Their choice: fewer vouchers

Columbiana BOE takes stand against program

COLUMBIANA– Superintendent Don Mook opened the recent school board meeting by sharing his disappointment in the effects of the EdChoice Voucher Program.

The program started out as a way to provide an alternative education choice for students whose local public school was considered a “failing school” by the state, but due to the number of changes to Ohio law of the past decade, more vouchers are being granted every year.

“The landscape for this is very, very difficult for public schools across the board,” Mook said.

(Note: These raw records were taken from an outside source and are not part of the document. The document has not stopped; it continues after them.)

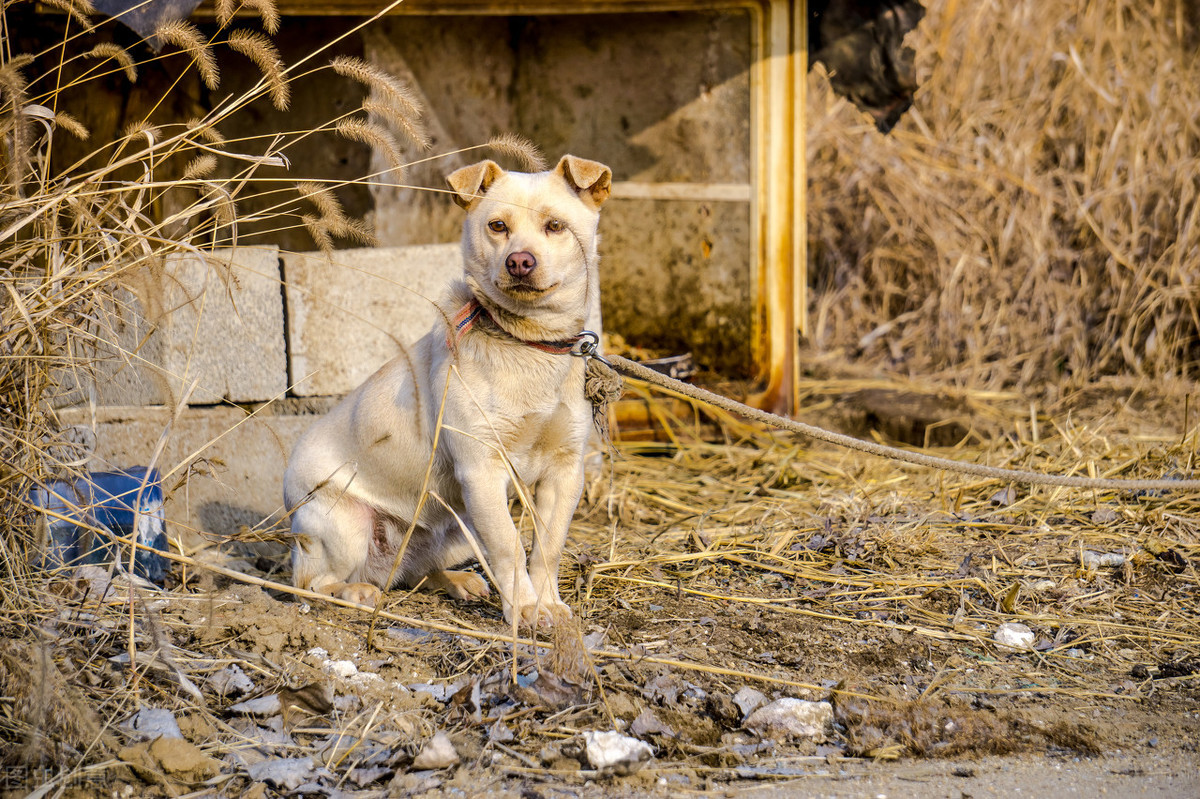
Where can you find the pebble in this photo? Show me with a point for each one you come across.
(153, 722)
(286, 773)
(438, 752)
(792, 719)
(263, 706)
(231, 682)
(748, 700)
(616, 754)
(1014, 636)
(1093, 560)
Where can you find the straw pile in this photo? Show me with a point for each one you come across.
(1032, 221)
(696, 569)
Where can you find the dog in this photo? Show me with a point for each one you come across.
(486, 404)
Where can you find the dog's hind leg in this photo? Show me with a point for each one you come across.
(331, 546)
(557, 497)
(459, 584)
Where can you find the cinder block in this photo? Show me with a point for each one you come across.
(215, 318)
(222, 469)
(351, 312)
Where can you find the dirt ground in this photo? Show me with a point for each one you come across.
(709, 581)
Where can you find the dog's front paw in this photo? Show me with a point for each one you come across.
(539, 614)
(460, 584)
(360, 593)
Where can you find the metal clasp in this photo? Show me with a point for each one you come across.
(588, 346)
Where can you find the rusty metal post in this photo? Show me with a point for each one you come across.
(779, 80)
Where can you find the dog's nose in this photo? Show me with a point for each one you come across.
(520, 263)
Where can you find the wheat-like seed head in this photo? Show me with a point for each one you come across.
(199, 167)
(262, 52)
(111, 50)
(77, 8)
(268, 12)
(187, 36)
(71, 125)
(324, 200)
(143, 128)
(226, 10)
(319, 233)
(205, 131)
(379, 82)
(358, 230)
(521, 149)
(412, 127)
(376, 136)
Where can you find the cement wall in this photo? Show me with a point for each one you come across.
(660, 97)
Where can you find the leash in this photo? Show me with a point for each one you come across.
(474, 312)
(634, 370)
(601, 384)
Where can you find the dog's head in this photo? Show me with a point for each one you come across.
(529, 240)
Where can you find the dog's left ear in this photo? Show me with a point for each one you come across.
(469, 184)
(591, 179)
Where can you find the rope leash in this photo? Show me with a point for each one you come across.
(634, 370)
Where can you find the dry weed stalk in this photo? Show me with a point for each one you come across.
(1033, 220)
(77, 239)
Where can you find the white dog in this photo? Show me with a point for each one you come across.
(510, 398)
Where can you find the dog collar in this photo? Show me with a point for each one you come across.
(473, 312)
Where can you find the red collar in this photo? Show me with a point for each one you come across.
(474, 311)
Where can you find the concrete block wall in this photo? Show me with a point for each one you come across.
(270, 341)
(676, 272)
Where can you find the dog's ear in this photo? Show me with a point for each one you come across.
(471, 182)
(592, 180)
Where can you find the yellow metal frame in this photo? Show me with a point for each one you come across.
(777, 199)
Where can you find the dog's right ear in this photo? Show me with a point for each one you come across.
(469, 184)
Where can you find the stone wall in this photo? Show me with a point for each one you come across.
(269, 337)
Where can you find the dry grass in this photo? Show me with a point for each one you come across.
(757, 538)
(1033, 220)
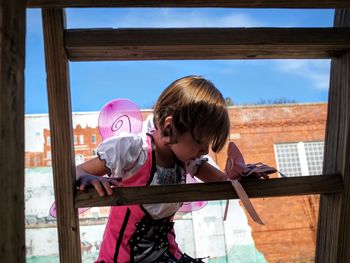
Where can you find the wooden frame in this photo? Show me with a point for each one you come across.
(333, 240)
(12, 56)
(192, 3)
(205, 43)
(303, 185)
(333, 236)
(63, 164)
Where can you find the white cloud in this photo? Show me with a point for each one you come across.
(181, 18)
(316, 71)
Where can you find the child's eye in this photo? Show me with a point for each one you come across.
(198, 141)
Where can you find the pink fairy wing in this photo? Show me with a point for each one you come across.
(118, 116)
(192, 206)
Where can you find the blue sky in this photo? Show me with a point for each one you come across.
(93, 84)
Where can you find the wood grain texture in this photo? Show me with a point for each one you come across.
(61, 135)
(212, 191)
(192, 3)
(205, 43)
(12, 56)
(333, 235)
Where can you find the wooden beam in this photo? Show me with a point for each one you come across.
(192, 3)
(12, 49)
(212, 191)
(205, 43)
(61, 134)
(333, 235)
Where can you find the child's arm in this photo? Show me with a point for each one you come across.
(209, 173)
(90, 173)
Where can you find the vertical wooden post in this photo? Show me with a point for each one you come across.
(12, 50)
(57, 69)
(333, 236)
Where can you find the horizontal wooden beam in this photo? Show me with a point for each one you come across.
(205, 43)
(305, 185)
(192, 3)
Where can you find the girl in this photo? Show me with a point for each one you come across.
(189, 117)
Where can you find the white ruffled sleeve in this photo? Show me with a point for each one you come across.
(123, 155)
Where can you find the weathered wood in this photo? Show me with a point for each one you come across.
(193, 3)
(61, 134)
(12, 49)
(333, 235)
(205, 43)
(212, 191)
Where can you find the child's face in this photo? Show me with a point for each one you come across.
(188, 148)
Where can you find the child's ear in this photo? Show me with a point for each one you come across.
(167, 127)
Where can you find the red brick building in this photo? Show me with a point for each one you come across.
(290, 222)
(288, 136)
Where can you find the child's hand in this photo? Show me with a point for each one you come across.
(101, 184)
(236, 168)
(235, 164)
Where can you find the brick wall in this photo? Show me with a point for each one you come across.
(290, 222)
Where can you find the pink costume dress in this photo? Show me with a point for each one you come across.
(140, 233)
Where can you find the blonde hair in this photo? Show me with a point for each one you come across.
(197, 106)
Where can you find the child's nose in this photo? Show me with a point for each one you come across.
(204, 150)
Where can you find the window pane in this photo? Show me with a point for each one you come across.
(314, 157)
(288, 159)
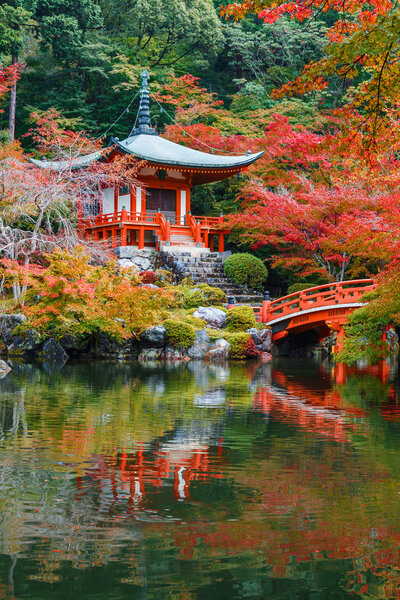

Ohio went from having fewer than 300 schools being eligible for vouchers in the 2018-19 school year to having more than 1,200 schools eligible for the 2020-21 school year. Over that two-year span, there has been a 300 percent increase.

There are two parts to the EdChoice Voucher Program. First, students whose family income is at or below 200 percent of the federal poverty level can obtain a state-paid voucher to go to a private school regardless of how their public school performs. Second, students whose public school is considered to be a “failing school” by the state can take a voucher that the school district pays for.

“It would be different if these private schools had the same guidelines, but they don’t,” board member Scott Caron said. “Public school are not for-profit, but those schools are for-profit. They spend as little as they can and make as much money as they can, and that is what happens with them. That’s why the whole education system in Ohio is broke now.”

Mook said that the problem for public schools is that the program has expanded to include students from public schools that are receiving adequate grades. Over 47 percent of the buildings on the current voucher list have received overall grades of A, B or C on the EdChoice conditions report card.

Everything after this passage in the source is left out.